Above are several examples of different descent clearances that can be issued by the en-route controllers who have authority of the center sectors. Both Detroit Metro (DTW) and Cleveland (CLE) have RNAV Standard Terminal Arrival Routes (STARs) that are utilized by pilots for their descents via Optimized Profile Descent (OPD) that are described in both the chart, and through the Flight Management Computer (FMC). Aircraft on the OPDs will most likely, if not always be issued a "...descend via..." clearance which instructs the pilot to follow the defined altitude and speed restrictions until further notice. Aircraft on OPDs may likely be descended while on the RNAV STAR; which cancels the altitude restrictions, and is known as a "hard" altitude as depicted on the chart, but still requires that you fly the lateral portion of the arrival until otherwise vectored off this profile.
NOTE: Speed restrictions on STARs are absolutely mandatory unless authorized by ATC.
Aircraft descending into Pittsburgh (PIT), Buffalo (BUF) or several of the other controlled or uncontrolled fields, you will be issued a different variety of other crossing restrictions, hard descents, or step-descents to set you up for your approach. If you are issued a crossing restriction you must meet the altitude at or before arriving at the fix laterally.
NOTE: You are not cleared to descend until ATC issues a clearance to either "descend via" a STAR, crossing restrictions, or other methods.
Regardless of whether or not you are on a STAR: you will be issued an altimeter for your arrival field, and any other information that is vital to your approach.


Approach

Upon entering the TRACON environment, or you are approaching your destination you will be issued an approach to expect. Below are examples of different types of approaches that may or may not be supported at your destination field.
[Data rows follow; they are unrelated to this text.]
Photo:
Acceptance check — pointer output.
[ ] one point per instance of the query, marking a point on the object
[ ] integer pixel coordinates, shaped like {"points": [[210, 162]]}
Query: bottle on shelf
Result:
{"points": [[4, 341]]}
  • Instrument Landing System (ILS) *
  • RNAV (GPS/RNP)) *
  • Localizer (LOC)
  • VOR
  • Visual *
One or more of these examples are available at most controlled fields in the Cleveland ARTCC, and will be assigned upon entering or nearing the approach phase of your flight. You will be most likely vectored, or depending on your approach's descriptions: cleared to a fix/waypoint, and restrictions to cross the fix/waypoint at a certain altitude to join your approach. Once you are cleared for an approach you may presume the approach based off the charts, or your FMC's approach description, or based off visual reference per a "Visual Approach". When nearing the runway you will be given clearance to land, and if required: your distance from traffic arriving on the runway, or advisory of traffic departing the field.

If absolutely required and safety is at risk: you may be issued a go-around, or missed approach, and you will be issued instructions to climb out of the field, and vectored away from the field, or you will be advised to fly the missed approach procedure as filed for your specific approach which is described on the approach chart.
* These approaches will be utilized more frequently than others, and will be more openly available. Other approaches are available upon request and chart availability.